The Results: Standardization, Earlier Insight, and Room to Scale
Standardization across the portfolio. Before Cobra, program management quality varied by contract size and the habits of individual project managers. Now every program follows the same financial reporting and execution framework. EACs are updated on a consistent monthly cadence. IMSs are actively maintained, not just created at kickoff and filed away. "What Cobra has helped us to do is standardize how we report financially and manage execution with the cadence it has brought monthly to updating the IMSs as well as the staffing, program finance, and EACs across the board," said Sheldon.
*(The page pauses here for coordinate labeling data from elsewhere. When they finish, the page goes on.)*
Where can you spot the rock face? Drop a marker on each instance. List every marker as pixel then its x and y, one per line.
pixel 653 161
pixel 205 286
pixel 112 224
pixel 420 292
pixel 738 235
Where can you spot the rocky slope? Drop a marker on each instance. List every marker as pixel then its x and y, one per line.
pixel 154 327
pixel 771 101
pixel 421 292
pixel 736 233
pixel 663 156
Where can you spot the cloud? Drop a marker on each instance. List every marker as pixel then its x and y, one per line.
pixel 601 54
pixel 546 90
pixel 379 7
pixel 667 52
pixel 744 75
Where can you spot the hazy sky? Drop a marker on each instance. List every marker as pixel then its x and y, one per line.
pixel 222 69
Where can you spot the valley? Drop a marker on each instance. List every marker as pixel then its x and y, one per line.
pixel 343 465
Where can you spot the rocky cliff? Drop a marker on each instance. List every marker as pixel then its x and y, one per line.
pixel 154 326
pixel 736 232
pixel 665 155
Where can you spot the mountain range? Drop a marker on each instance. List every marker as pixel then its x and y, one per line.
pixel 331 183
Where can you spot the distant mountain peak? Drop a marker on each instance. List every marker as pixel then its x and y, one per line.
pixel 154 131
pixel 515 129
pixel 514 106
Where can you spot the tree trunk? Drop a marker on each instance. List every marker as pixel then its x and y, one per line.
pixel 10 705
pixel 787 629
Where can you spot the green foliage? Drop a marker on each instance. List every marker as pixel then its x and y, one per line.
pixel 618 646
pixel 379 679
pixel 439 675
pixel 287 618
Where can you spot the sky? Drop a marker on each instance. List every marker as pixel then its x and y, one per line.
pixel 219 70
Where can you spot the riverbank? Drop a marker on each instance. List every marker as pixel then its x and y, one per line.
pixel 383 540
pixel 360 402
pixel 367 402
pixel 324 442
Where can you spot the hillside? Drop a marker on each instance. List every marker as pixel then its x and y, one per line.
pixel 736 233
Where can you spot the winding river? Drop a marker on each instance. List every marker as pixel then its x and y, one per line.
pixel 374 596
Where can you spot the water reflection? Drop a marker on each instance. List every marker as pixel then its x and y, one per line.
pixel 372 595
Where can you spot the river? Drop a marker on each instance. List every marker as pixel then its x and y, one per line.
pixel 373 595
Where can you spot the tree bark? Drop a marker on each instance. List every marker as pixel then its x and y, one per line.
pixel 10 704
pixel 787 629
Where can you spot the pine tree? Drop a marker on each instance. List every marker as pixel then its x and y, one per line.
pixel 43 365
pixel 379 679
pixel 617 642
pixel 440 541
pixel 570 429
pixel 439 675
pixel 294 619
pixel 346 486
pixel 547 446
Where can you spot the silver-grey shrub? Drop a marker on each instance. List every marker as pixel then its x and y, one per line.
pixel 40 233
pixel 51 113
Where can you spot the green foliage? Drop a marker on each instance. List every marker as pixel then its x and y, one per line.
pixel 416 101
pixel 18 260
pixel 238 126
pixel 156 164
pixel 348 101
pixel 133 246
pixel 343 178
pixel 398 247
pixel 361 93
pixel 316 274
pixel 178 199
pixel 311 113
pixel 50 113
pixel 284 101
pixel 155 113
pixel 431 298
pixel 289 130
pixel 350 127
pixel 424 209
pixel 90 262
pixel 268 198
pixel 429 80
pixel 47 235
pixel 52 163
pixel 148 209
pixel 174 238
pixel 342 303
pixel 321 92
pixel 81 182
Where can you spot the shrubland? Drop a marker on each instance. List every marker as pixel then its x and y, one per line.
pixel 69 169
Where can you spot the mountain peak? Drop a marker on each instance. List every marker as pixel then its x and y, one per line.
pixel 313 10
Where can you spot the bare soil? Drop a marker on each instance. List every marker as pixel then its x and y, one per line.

Earlier visibility, better decisions. Leadership now sees performance issues before they become crises. Schedule slippage and staffing gaps surface while there is still room to course correct. Sheldon explained, "we have better insight earlier when things are getting off schedule."
Infrastructure for growth. AVT nearly doubled in size over the past year. Cobra provides the program finance infrastructure to scale alongside that growth, with standardized processes that do not depend on institutional knowledge walking out the door. "With the growth we've experienced, we've almost doubled in size, and it's helping us with scalability moving forward," said Sheldon.
Looking Ahead: Automation as a Strategic Enabler
Cobra is one part of a broader automation strategy at AVT. The company is continuing to build out its Deltek platform, including the Costpoint Planning module, with the goal of freeing the team from manual processes so they can focus on strategic growth.
Sheldon is closely watching AI capabilities on the horizon. "As a company, our goal is to automate so that we have time to spend on that strategic growth." From planning improvements to proposal writing, she sees meaningful efficiency gains coming across the platform.
AVT anticipates continued expansion over the next several years. The operational foundation, standardization, cadence, and visibility are now in place to support it.
Laying a Solid Foundation for Future Growth
One Standard Across Every Program
Cobra replaced ad hoc program management with a consistent monthly cadence for EACs, staffing, and IMS updates across all contracts, large and small.
Earlier Insight, Faster Action
Leadership now surfaces schedule slippage and staffing gaps while there is still time to course correct, replacing reactive decision-making with proactive program control.
Spreadsheets Retired
Cobra centralized staffing plans, EACs, and forecasts that previously lived across disconnected manual files, giving program finance a single source of truth.
"As a company, our goal is to automate so that we have time to spend on that strategic growth."